You definately would need some kind of destination NAT. The firewall would have no way to know which traffic to send to which internal host otherwise.
Aigarz gave a suggestion for a starting point to cover your RDP connection, however, the VPN termination is more difficult. You cannot match a NAT rule on GRE, as it is a protocol and not a port number. The SRX has a PPTP ALG that I believe is supposed to handle the necessary magic for translating GRE sessions.

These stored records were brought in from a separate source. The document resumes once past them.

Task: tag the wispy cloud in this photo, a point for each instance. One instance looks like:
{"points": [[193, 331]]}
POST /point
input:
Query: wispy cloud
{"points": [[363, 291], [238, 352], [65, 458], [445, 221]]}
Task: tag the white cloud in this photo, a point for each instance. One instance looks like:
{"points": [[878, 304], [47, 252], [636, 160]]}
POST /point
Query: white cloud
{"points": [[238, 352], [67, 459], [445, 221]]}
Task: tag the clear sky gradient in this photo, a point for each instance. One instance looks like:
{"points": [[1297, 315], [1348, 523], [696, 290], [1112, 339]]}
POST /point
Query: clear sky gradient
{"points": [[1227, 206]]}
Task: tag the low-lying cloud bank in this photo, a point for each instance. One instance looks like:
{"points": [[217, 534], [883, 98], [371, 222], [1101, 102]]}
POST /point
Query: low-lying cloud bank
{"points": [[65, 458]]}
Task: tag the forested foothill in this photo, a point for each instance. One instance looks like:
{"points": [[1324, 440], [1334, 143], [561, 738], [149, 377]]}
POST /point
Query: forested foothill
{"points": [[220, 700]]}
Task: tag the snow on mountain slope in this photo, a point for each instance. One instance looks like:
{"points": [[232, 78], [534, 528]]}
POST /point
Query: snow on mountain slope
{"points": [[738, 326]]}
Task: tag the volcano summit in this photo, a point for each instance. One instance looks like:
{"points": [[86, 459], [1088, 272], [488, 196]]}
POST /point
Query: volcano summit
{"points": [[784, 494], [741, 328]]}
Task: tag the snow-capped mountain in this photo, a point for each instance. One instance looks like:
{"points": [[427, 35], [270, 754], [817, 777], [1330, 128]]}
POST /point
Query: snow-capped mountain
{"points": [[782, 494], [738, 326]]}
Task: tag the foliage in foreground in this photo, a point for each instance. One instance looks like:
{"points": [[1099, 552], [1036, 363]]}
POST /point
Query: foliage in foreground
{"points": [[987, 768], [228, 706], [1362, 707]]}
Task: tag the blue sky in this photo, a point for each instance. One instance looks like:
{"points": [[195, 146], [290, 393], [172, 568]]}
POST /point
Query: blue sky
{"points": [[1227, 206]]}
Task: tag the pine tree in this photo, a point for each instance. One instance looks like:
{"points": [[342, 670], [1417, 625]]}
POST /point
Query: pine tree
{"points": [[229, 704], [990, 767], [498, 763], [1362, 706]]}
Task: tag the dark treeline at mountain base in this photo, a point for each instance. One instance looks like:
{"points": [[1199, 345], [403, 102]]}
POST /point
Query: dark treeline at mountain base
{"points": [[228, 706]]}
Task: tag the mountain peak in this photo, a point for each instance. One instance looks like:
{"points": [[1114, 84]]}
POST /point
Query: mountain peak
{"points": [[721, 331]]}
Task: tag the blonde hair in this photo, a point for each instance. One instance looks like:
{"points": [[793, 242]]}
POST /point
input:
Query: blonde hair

For a starting suggestion, try setting up your destination NAT (incoming connections) something like this:
security {
nat {
destination {
pool srv-RDP {
address 10.0.1.196/32;
}
pool srv-PPTP {
address 10.0.1.198/32;
}
rule-set untrust-to-trust {
from zone untrust;
rule RDP {
match {
source-address 0.0.0.0/0;
destination-address 192.168.1.10/32;
destination-port 3389;
}
then {
destination-nat pool srv-RDP;
}
}
rule PPTP {
match {
source-address 0.0.0.0/0;
destination-address 192.168.1.10/32;
destination-port 1723;
}
then {
destination-nat pool srv-PPTP;
}
}
}
}
}
}
You'll also want to make sure that your PPTP ALG is enabled:
user@srx> show security alg status | match PPTP
PPTP : Enabled
Set your security policies to allow the junos-pptp service, but you don't need the junos-gre service since the ALG takes care of that (as far as I know):
from-zone untrust to-zone trust {
policy VPN-Test {
match {
source-address any;
destination-address addr_10_0_1_198;
application junos-pptp;
}
then {
permit;
log {
session-init;
session-close;
}
}
}
}
That should get you going in the right direction. I can't promise that that's 100% of what you need to make it work, I have not done this exact configuration and I don't have a place where I can build it to test it.